Paterson: os alinhamentos dos gestos fílmicos cotidianos
- danielsa510

- 25 de abr. de 2022
- 3 min de leitura

Direção: Jim Jarmusch. Roteiro: Jim Jarmusch. Montagem: Affonso Gonçalves. Direção de Fotografia: Frederick Elmes. Produção: Ronald M. Bozman . Direção de Arte: Kim Jennings. Música: Jim Jarmusch, Carter Logan, Sqürl. Som: Robert Hein.
Se esquecermos por um instante a ideia do "filme bonitinho", certamente conseguimos visualizar e entender melhor toda a potência contida na obra como um todo. É muito absurdo o que Jarmusch consegue fazer nas suas 1h57 minutos totais.
O tempo, quase que por indução, se torna parte dessa cosmologia a qual o longa vai tomando forma. E não somente pelo modo descritivo como o elemento vai sendo pontuado (nas cartelas dos dias, na referência do relógio a cada período do início das manhãs ou da alternância clara entre dia e noite).
Mas pelo próprio modo como ele figura opacamente a partir da prática de Paterson, seja pela inscrição dos seus textos ou pela dinâmica do cotidiano em si. E não somente pela via temporal a estória vai sendo fomentada.
A noção do espaço que o filme abarca dá a ver a concepção de um universo fortemente marcado por uma premissa naturalista, mas que também joga em instantes bem específicos com uma ideação onírica. De um realismo que em alguns momentos se evidencia principalmente pelo jogo que o enquadramento estabelece.
Por vezes sentimos estarmos diante de uma imagem impressionista, por outros instantes, na frente de um uma obra expressionista (sobretudo pelo jogo das sombras; dos espaços vazios de viventes e ultracompostos por uma natureza viva; pelas ruas soturnas durante o dia ou ao longo da noite; ou pela presença das crianças (e elas são inúmeras) durante o filme.
Em aliança a esses pontos, uma outra questão parece se sobressair como uma métrica que atravessa o filme inteiro. É quando falamos dessa dicotomia entre situações de alta carga dramática e outras de uma potência irrevelável, quase imperceptível. Essa parece ser uma razão pela qual Jarmusch certamente consiga desdramatizar tanto seu trabalho aqui.
Quando um evento de alta tensão ocorre, ele geralmente tende a ser - não desacreditado em função do modo como sua resolução se dá. Mas reorientado significativamente para essa esfera de contemplação que envolve o universo dessas personagens.
Uma tentativa de assassinato se revela apenas uma atitude de desespero de um homem desacreditado pela paixão doentia de um amor não correspondido. "Sem amor, qual a razão para qualquer coisa"? A pergunta lançada ao fim dessa sequência em específico nos leva direto ao ponto de maior envergadura temática e dramática do filme.
Do mesmo modo, a tragédia do clímax se revela, não menor do que ela de fato o é pelo fato de ter sido consumada nos termos que ela ocorre.

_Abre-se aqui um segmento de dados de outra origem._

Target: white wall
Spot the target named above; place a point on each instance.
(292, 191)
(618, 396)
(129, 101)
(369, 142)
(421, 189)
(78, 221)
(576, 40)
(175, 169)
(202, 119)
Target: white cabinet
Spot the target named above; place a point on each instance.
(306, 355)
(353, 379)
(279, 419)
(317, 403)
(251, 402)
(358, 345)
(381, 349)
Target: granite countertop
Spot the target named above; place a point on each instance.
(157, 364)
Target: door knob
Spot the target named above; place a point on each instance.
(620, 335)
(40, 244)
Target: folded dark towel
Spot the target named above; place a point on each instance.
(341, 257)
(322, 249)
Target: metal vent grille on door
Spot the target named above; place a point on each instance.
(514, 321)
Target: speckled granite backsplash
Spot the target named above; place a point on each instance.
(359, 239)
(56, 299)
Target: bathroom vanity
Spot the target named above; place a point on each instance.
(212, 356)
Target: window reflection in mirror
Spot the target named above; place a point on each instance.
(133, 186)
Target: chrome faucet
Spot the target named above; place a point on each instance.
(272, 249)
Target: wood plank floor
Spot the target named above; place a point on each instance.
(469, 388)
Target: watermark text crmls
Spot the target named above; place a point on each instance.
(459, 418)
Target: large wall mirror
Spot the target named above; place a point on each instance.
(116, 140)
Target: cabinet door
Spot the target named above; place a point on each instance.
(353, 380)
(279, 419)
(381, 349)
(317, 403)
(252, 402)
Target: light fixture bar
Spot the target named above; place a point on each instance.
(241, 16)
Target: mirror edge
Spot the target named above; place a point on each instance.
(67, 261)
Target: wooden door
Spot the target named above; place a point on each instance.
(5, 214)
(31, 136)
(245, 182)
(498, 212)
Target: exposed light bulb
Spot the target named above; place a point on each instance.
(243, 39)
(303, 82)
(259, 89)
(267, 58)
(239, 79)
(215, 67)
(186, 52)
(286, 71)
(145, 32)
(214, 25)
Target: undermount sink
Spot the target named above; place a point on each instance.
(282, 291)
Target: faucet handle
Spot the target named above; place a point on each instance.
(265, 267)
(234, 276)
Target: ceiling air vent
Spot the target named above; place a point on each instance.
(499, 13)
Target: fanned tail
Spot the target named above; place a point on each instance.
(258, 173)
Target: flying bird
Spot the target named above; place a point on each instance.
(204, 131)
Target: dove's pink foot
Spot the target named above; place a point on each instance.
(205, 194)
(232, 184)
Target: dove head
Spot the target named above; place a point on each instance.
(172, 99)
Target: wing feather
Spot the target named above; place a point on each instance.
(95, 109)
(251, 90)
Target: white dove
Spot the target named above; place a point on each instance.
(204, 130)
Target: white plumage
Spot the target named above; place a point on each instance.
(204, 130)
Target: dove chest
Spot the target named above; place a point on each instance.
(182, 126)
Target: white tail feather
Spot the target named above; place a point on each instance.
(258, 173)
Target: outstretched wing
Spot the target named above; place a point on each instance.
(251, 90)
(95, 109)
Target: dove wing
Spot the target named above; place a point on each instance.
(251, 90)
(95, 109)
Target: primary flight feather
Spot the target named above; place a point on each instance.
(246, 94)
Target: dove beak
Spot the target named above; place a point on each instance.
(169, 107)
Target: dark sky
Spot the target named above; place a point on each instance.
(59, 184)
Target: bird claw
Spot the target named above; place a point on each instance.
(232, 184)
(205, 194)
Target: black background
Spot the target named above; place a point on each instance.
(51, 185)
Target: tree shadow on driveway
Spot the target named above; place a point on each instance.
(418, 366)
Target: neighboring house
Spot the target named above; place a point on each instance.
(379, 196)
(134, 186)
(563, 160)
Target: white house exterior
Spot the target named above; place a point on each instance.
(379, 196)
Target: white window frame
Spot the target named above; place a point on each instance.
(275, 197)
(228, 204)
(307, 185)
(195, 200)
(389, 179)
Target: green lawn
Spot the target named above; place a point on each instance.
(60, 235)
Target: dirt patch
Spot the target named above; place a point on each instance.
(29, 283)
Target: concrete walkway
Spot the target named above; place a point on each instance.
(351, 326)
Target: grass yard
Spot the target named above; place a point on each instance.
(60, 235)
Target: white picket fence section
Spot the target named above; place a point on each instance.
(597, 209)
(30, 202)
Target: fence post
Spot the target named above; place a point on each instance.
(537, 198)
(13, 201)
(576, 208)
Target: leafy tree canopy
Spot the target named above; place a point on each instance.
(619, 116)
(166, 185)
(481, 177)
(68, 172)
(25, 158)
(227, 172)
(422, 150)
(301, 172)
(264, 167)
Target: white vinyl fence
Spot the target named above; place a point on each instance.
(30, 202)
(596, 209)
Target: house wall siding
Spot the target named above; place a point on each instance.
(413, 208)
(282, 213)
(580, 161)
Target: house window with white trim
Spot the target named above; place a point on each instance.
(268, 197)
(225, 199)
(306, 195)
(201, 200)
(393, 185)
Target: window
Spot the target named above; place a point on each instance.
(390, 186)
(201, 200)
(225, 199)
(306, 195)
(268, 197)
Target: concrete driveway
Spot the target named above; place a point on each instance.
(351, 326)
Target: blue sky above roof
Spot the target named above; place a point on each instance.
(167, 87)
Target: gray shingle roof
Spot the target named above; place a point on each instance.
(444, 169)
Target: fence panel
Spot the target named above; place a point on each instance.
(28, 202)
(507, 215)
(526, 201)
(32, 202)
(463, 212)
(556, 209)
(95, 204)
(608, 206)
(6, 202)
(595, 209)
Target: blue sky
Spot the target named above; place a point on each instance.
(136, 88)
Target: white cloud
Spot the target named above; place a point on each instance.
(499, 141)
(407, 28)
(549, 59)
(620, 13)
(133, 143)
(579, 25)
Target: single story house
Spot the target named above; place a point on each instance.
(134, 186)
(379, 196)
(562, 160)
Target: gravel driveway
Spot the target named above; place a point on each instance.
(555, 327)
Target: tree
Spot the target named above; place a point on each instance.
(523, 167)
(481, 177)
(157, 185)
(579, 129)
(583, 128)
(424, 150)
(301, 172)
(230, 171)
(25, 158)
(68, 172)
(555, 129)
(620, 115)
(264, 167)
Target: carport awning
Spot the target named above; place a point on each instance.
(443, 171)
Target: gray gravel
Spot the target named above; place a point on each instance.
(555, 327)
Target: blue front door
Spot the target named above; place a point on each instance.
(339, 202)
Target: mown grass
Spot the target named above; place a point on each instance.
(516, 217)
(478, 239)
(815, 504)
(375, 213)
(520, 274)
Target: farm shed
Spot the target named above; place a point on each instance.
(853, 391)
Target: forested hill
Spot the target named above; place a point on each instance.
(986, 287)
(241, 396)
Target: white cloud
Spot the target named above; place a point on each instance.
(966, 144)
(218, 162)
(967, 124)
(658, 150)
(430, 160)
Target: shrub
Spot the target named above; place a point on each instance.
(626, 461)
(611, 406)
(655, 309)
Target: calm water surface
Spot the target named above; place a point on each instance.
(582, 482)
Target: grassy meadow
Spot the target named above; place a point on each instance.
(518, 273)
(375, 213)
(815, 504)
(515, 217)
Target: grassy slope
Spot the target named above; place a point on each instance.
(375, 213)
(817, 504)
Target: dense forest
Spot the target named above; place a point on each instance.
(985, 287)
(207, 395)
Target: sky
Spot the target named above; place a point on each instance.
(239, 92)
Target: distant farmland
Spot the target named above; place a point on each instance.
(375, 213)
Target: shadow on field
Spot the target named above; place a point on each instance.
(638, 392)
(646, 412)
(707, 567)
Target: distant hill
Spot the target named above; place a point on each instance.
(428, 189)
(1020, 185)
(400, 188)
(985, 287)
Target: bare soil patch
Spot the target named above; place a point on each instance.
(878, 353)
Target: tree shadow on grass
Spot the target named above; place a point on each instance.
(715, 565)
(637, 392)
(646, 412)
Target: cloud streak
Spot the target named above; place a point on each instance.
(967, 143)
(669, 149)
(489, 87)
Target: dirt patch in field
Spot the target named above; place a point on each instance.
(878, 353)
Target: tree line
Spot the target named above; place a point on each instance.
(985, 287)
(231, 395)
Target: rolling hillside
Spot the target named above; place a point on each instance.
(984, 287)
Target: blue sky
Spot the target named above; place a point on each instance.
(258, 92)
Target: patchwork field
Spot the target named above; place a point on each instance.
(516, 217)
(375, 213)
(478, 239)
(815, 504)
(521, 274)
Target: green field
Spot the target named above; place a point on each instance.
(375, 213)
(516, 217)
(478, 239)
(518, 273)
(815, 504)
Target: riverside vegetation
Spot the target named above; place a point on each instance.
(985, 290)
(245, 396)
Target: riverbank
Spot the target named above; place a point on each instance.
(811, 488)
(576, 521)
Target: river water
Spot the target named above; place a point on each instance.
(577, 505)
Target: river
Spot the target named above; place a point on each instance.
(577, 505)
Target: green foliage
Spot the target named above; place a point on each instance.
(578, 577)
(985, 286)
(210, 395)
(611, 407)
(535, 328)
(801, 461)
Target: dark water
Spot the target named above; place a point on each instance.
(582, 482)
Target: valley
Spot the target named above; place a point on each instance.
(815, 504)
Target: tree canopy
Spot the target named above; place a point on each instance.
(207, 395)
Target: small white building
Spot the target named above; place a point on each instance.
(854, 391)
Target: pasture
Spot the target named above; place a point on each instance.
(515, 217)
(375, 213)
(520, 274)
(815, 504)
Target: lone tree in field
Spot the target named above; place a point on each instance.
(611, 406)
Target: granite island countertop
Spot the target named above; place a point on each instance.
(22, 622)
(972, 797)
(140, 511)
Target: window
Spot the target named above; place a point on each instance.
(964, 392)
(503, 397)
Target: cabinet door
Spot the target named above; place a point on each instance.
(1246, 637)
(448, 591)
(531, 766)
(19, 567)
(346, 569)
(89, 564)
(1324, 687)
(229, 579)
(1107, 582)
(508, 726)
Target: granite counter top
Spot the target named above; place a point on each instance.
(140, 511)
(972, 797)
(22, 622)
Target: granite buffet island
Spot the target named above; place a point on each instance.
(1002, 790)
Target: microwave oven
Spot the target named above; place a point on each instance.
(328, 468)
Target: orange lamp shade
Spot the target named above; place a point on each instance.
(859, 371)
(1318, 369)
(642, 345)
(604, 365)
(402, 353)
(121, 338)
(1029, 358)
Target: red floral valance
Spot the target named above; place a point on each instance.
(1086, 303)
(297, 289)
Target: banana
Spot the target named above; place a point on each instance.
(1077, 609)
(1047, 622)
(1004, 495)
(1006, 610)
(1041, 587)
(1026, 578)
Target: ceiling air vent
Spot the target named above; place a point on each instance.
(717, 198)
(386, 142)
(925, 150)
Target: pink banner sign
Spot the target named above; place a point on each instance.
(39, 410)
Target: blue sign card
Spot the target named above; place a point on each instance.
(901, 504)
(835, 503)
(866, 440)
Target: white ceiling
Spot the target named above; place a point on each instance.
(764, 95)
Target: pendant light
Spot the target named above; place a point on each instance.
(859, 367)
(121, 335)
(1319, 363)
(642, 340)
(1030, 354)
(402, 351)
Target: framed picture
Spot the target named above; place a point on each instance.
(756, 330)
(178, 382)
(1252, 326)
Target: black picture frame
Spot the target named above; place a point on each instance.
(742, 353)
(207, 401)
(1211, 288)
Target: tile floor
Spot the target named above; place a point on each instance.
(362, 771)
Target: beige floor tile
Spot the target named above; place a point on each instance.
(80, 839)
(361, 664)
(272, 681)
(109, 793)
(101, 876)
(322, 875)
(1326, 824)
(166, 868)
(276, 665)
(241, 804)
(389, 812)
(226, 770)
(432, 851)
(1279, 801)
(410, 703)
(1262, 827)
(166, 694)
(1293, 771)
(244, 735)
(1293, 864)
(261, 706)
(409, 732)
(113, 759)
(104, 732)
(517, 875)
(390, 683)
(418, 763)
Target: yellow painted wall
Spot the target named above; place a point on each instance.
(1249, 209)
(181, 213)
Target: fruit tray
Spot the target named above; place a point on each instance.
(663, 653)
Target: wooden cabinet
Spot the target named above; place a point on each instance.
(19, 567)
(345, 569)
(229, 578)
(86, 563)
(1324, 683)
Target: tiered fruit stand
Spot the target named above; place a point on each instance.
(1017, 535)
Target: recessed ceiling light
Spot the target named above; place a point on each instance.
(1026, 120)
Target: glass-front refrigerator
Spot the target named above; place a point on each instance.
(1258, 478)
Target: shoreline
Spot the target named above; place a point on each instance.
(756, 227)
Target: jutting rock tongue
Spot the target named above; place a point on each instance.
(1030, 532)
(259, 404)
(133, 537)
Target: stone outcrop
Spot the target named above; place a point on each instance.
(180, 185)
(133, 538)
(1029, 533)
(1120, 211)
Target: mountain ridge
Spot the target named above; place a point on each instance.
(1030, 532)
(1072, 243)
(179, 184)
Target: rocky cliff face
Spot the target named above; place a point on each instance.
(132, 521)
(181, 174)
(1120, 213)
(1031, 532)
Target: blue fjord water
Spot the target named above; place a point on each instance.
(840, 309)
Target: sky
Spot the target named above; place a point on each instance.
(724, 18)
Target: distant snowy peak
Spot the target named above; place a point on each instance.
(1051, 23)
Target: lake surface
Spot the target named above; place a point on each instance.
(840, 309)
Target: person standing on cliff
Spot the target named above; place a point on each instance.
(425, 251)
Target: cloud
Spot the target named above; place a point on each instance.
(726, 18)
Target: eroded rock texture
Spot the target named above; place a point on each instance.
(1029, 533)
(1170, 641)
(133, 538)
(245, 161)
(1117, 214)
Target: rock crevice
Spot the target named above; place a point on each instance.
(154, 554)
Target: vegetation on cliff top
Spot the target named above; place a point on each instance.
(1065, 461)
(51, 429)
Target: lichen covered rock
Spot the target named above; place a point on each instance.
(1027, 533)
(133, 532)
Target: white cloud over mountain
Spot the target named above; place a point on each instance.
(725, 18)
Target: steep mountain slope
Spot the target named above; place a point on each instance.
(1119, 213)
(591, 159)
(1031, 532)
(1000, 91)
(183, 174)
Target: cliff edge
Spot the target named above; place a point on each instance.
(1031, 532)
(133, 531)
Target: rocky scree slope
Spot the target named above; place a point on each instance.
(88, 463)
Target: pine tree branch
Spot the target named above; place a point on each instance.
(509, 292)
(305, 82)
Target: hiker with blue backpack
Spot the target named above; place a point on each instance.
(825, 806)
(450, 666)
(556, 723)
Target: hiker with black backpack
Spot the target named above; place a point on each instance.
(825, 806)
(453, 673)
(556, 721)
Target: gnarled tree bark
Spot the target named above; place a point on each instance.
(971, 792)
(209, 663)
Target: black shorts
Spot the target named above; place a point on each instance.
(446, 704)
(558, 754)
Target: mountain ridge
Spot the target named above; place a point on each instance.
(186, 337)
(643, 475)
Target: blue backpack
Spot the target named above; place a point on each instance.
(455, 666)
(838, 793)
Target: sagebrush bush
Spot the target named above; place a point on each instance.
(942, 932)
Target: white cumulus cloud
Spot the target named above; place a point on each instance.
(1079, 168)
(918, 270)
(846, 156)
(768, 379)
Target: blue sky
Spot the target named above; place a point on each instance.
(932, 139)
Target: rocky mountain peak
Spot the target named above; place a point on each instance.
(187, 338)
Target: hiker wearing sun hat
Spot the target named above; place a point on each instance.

Nem tanto tenha a ver com Marvin ou da negligência do próprio Paterson a algo que ele ao longo de todo a narrativa não o faz.
Esbarramos em outro gesto simples a propósito. Porque aquilo o que ele levaria 30 minutos para fazer em um fim de semana, lhe custa o tempo e os dias de todo um período inteiro da sua vida. Tragédia. Estamos novamente diante de um evento sem volta, que ocorre na esteira de um contexto aparentemente banal, mas que se revela - dicotomicamente - sem retorno para nosso herói.
Mas como toda estória sobre amadurecimento, Paterson não se priva da dor. Ele a sente e a chama para seu lugar lugar preferido na cidade homônima. Quando a consciência volta à tona só uma frase mais fica no rebobinamento dos duas desse grande homem. "Às vezes, uma página vazia dá mais possibilidades". A segunda-feira chega, assim como um novo início para o motorista poeta. Lindo.